Entity marking allows transformer-based models to focus on the target entities when predicting relationships.
Phase 5: Transformer-Based Relation Extraction
Relation Extraction is formulated as a classification problem.
Given:
[E1] சாம்பசிவம் [/E1]
[E2] யாழ்ப்பாணத்தில் [/E2]
வாழ்ந்தார்.
the model predicts:
LIVED_IN
Current relation labels include:
LIVED_IN
WORKED_AT
CONTRIBUTED_TO
PART_OF
BORN_IN
The current implementation uses a multilingual Natural Language Inference (NLI) transformer model in a zero-shot setting.
This approach enables rapid prototyping without requiring a dedicated Tamil relation extraction dataset.
Phase 6: Triple Construction
After relation classification, extracted information is converted into a structured knowledge representation.
Input:
Entity 1:
சாம்பசிவம்
Relation:
LIVED_IN
Entity 2:
யாழ்ப்பாணம்
Output:
(
சாம்பசிவம்,
LIVED_IN,
யாழ்ப்பாணம்
)
These triples form the foundational building blocks of a Knowledge Graph.
Phase 7: End-to-End Pipeline Integration
The final stage orchestrates all components into a unified extraction workflow.
Pseudo-flow:
document
→ sentence splitter
→ NER
→ pair generator
→ entity marker
→ relation extraction
→ triple builder
This design enables document-level processing while preserving modularity between components.
Experimental Results
The pipeline was evaluated on multiple Tamil sentence structures including:
- Personal biographies
- Academic affiliations
- Institutional relationships
- Historical narratives
- Sri Lankan Tamil named entities
Example:
Input:
சாம்.ஏ.சபாபதி யாழ்ப்பாணத்தில் வாழ்ந்தார்.
Output:
(
சாம்.ஏ.சபாபதி,
LIVED_IN,
யாழ்ப்பாணத்தில்
)
Example:
Input:
டாக்டர் கந்தசாமி யாழ்ப்பாண போதனா வைத்தியசாலையில் பணியாற்றினார்.
Output:
(
கந்தசாமி,
WORKED_AT,
யாழ்ப்பாண போதனா வைத்தியசாலை
)
The experiments demonstrate that the overall pipeline architecture successfully extracts meaningful knowledge triples from Tamil text.
Future Work
The current system serves as the foundation for a larger Tamil Knowledge Graph ecosystem.

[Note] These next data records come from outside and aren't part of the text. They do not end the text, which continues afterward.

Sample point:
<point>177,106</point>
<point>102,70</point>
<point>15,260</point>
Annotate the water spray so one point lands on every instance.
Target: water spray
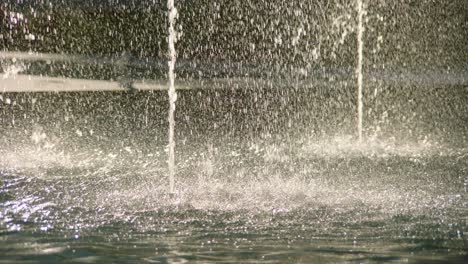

Planned extensions include:
Coreference Resolution
↓
Entity Canonicalization
↓
Ontology Validation
↓
Relation Filtering
↓
Knowledge Graph Construction
Additional research directions include:
- MuRIL-based NER models
- XLM-R based NER models
- Fine-tuned Tamil Relation Extraction models
- Document-level Relation Extraction
- Ontology-aware triple validation
- Knowledge Graph population from Noolaham archives
Conclusion
This work demonstrates the successful implementation of a complete Transformer-based Tamil Relation Extraction pipeline capable of converting unstructured Tamil documents into structured knowledge triples.
The system currently supports:
✓ Sentence Segmentation
✓ Named Entity Recognition
✓ Entity Pair Generation
✓ Transformer-Based Relation Extraction
✓ Triple Construction
✓ End-to-End Knowledge Extraction
While several challenges remain in entity boundary detection and relation classification, the architecture establishes a scalable foundation for future Tamil Knowledge Graph construction and low-resource language information extraction research.
The next stage of development will focus on evaluation, coreference resolution, ontology integration, and large-scale knowledge graph generation from Sri Lankan Tamil textual resources.